東京五輪・パラリンピックの渋滞対策で、走行中の自動車を“走る渋滞センサー”として首都圏の渋滞情報網を倍増させる、官民連携の実証実験が4月に始まることが13日、分かった。現状は道路側の固定センサーから情報を得ているが、自動車やカーナビゲーションのメーカーが取得しているリアルタイムのビッグデータを統合。首都圏道路のカバー率は3割から最大7割と飛躍的に向上するため、回避ルートなどの対応が取りやすくなり、大会期間中の渋滞抑制に大きな一手となりそうだ。(今村義丈)
現在、公益財団法人「日本道路交通情報センター」(JARTIC)と一般財団法人「道路交通情報通信システムセンター」(VICSセンター)が提供している渋滞情報は、警察や自治体、高速道路会社などが道路側に設置した無線機器「ビーコン」で検知する情報がベース。ただ、設置はもともと渋滞が起きやすい路線や幹線道路に偏り、定点情報しか得られない。このため、今回の実験対象の1都6県(東京、神奈川、千葉、埼玉、茨城、栃木、群馬)では高速道・一般道計約6万キロのうち3割(約1・8万キロ)しか対応できていないという。

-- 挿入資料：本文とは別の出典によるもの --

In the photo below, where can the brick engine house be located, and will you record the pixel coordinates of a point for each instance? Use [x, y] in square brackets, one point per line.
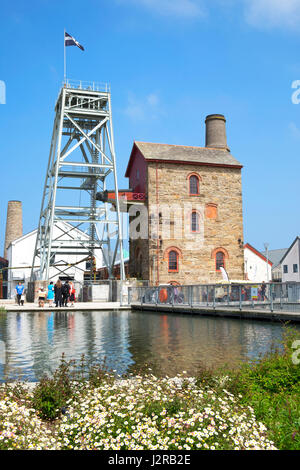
[187, 221]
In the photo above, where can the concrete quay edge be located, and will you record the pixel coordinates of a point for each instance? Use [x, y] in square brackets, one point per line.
[233, 312]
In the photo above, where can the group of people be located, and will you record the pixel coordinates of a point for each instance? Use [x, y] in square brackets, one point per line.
[61, 293]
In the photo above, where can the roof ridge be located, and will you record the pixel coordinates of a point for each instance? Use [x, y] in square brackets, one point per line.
[180, 145]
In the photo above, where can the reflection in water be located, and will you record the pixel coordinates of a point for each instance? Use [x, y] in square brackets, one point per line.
[130, 341]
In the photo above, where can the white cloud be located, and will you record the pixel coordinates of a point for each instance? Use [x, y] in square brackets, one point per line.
[264, 14]
[295, 131]
[273, 13]
[143, 108]
[179, 8]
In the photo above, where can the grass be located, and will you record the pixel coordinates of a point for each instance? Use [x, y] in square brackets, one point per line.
[271, 386]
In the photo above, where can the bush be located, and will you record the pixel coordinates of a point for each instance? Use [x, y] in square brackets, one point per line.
[51, 394]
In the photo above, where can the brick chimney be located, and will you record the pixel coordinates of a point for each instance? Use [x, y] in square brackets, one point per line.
[216, 132]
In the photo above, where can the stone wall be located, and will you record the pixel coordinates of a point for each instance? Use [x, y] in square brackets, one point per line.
[219, 206]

実験では、主要メーカーがカーナビなど車載通信機で独自に取得している車両の時刻・位置・速度のリアルタイムデータ「プローブ情報」を、匿名化したビッグデータとして提供してもらう。これでカバー範囲は最大7割(約4・2万キロ)と2・3倍に増加。全国に4千万台以上あるVICS(道路交通情報通信システム)対応カーナビ搭載車のドライバーは、従来は情報が表示されなかった小規模な道路の渋滞も分かり、回避しやすくなる。